In deze zaak heeft de Rechtbank Amsterdam op 22 september 2021 uitspraak gedaan in een strafzaak tegen een verdachte die beschuldigd werd van het voorhanden hebben van een vuurwapen en munitie op 28 mei 2021 te Amsterdam. De verdachte, geboren in 2000, had het wapen aangeschaft omdat hij zich bedreigd voelde naar aanleiding van een verzekeringskwestie na een verkeersongeval. Tijdens de zitting op 8 september 2021 heeft de rechtbank kennisgenomen van de vordering van de officier van justitie, mr. G.M. Kolman, en de verdediging door zijn raadsman, mr. R.J.A. van den Munckhof.
De rechtbank heeft vastgesteld dat het pistool en de munitie in de tas van de verdachte zijn aangetroffen en dat de verdachte heeft bekend het wapen bij zich te dragen. De rechtbank heeft het tenlastegelegde feit bewezen verklaard en heeft daarbij de verklaring van de verdachte als bewijs gebruikt. De officier van justitie had een taakstraf en een voorwaardelijke gevangenisstraf geëist, maar de rechtbank oordeelde dat een onvoorwaardelijke gevangenisstraf van negen maanden, waarvan drie maanden voorwaardelijk, passend was. Dit was mede gebaseerd op de ernst van het wapenbezit en de eerdere veroordelingen van de verdachte voor vergelijkbare feiten.

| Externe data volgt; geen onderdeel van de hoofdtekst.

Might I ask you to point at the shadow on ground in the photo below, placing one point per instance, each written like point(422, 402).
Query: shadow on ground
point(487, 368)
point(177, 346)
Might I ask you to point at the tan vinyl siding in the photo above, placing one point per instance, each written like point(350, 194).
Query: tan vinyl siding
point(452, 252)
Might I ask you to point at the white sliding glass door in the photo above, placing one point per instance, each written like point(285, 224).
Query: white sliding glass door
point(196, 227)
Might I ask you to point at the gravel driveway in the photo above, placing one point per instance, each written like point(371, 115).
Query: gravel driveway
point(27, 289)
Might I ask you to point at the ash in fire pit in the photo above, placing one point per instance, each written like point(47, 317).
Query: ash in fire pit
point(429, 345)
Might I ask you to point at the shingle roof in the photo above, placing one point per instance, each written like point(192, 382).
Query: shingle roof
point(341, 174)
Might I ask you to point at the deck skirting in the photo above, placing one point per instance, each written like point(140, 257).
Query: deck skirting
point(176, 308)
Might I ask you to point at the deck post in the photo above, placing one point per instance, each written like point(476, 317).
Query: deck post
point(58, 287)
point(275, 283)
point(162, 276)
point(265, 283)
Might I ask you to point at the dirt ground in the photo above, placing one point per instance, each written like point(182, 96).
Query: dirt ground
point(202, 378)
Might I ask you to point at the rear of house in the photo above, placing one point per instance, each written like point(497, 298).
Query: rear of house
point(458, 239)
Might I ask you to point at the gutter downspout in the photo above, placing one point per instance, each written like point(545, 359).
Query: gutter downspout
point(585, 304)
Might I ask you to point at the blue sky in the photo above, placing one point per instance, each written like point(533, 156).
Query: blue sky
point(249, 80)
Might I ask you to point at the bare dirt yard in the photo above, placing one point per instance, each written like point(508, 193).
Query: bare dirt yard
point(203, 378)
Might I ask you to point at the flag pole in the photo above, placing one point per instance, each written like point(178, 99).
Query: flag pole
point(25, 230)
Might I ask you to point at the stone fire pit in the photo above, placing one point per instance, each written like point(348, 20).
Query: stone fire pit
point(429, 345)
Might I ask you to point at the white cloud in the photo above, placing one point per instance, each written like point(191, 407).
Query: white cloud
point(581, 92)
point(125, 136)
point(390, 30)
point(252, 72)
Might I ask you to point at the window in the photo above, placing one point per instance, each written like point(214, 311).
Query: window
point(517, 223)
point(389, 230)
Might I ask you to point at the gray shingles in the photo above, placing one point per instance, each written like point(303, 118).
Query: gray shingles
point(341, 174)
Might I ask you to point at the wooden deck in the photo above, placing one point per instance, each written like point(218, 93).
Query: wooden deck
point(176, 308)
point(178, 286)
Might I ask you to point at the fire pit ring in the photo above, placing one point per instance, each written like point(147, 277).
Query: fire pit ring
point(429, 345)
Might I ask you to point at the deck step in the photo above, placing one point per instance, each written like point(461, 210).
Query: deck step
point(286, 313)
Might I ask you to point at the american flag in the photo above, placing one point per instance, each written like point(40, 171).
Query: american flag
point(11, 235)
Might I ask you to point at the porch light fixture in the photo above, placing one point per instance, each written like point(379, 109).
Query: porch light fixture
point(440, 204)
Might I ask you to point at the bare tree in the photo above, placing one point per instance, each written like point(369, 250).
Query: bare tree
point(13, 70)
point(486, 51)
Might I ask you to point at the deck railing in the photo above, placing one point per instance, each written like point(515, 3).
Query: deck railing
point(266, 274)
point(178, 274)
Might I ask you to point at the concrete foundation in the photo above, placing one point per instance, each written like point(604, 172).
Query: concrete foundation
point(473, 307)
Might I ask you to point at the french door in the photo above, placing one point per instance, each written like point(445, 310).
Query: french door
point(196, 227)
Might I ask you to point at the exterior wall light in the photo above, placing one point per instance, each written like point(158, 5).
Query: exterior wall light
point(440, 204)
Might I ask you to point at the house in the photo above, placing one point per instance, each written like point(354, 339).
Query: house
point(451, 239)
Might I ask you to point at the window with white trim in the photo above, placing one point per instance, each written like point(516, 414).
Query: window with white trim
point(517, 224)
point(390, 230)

De rechtbank heeft ook rekening gehouden met de omstandigheden waaronder het feit is gepleegd en de persoonlijke situatie van de verdachte. De verdachte heeft aangegeven dat hij het wapen niet voor criminele doeleinden had aangeschaft, maar om zich te beschermen. De rechtbank heeft echter geoordeeld dat het bezit van een vuurwapen in Nederland, vooral in de grote steden, een ernstige zaak is en dat er zware straffen op staan. De verdachte moet zich realiseren dat het wapenbezit niet de oplossing is voor zijn problemen. De rechtbank heeft ook de tenuitvoerlegging van een eerder opgelegde jeugddetentie van drie maanden bevolen, omdat de verdachte zich opnieuw schuldig had gemaakt aan een strafbaar feit.